Much of the reporting on the Arctic is in terms of “sea ice extent.” That’s what the National Snow and Ice Data Center (NSIDC) reports in its widely tracked daily update. As the NSIDC explains in its FAQ:
A simplified way to think of extent versus area is to imagine a slice of swiss cheese. Extent would be a measure of the edges of the slice of cheese and all of the space inside it. Area would be the measure of where there is cheese only, not including the holes….The most common threshold (and the one NSIDC uses) is 15 percent, meaning that if the data cell has greater than 15 percent ice concentration, the cell is considered ice covered; less than that and it is said to be ice free.
For a longer discussion of area vs. extent, see here.
Right now, there is a record divergence between area and extent, as Neven reports in his must-read Arctic Sea Ice Blog. “When the pack gets compacted area and extent will come closer together.
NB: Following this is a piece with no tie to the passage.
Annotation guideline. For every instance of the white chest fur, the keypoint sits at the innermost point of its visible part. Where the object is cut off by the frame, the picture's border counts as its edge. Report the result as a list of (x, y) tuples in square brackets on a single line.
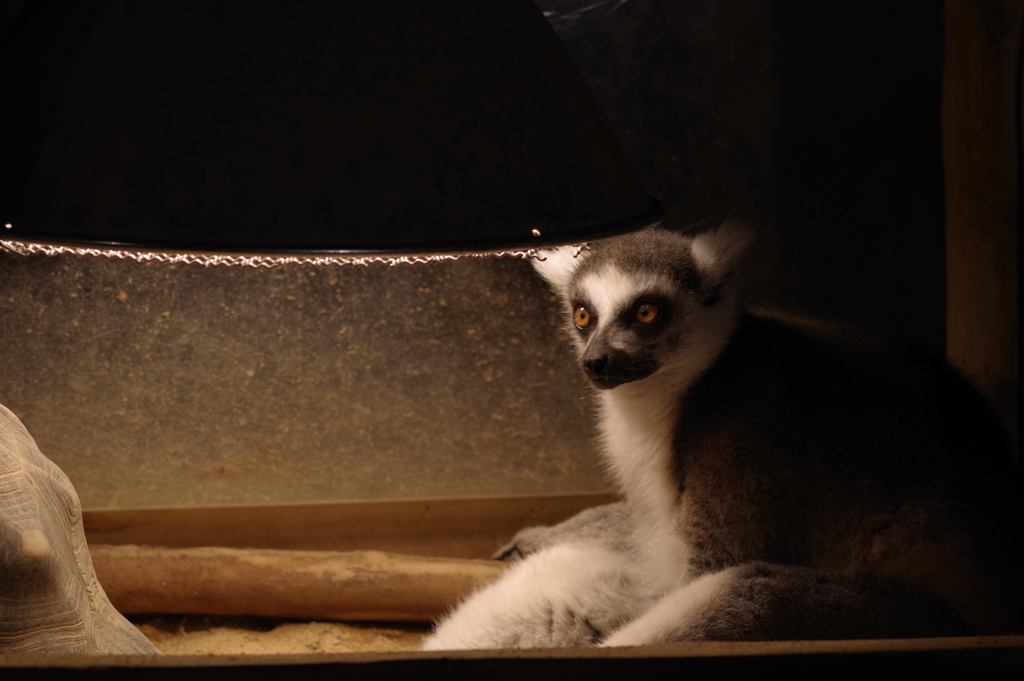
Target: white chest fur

But in the melting season the gap gets greater. This is because ice is melting, gets spread out and melt ponds start to form.”
Here are two plots from the International Arctic Research Center in corporation with the Japan Aerospace Exploration Agency (JAXA).
Neven writes:
I don’t think this is just the ice pack spreading a lot. I think that in a significant part of the Arctic – the Pacific side to be exact (the Beaufort, Chukchi and East Siberian Seas) – the ice is, to quote Professor Peter Wadhams from this BBC interview a few years back, “just melt[ing] away quite suddenly”. Or to link back to the title of the last SIE update: ‘flash melting.’ And it’s showing up in area numbers first.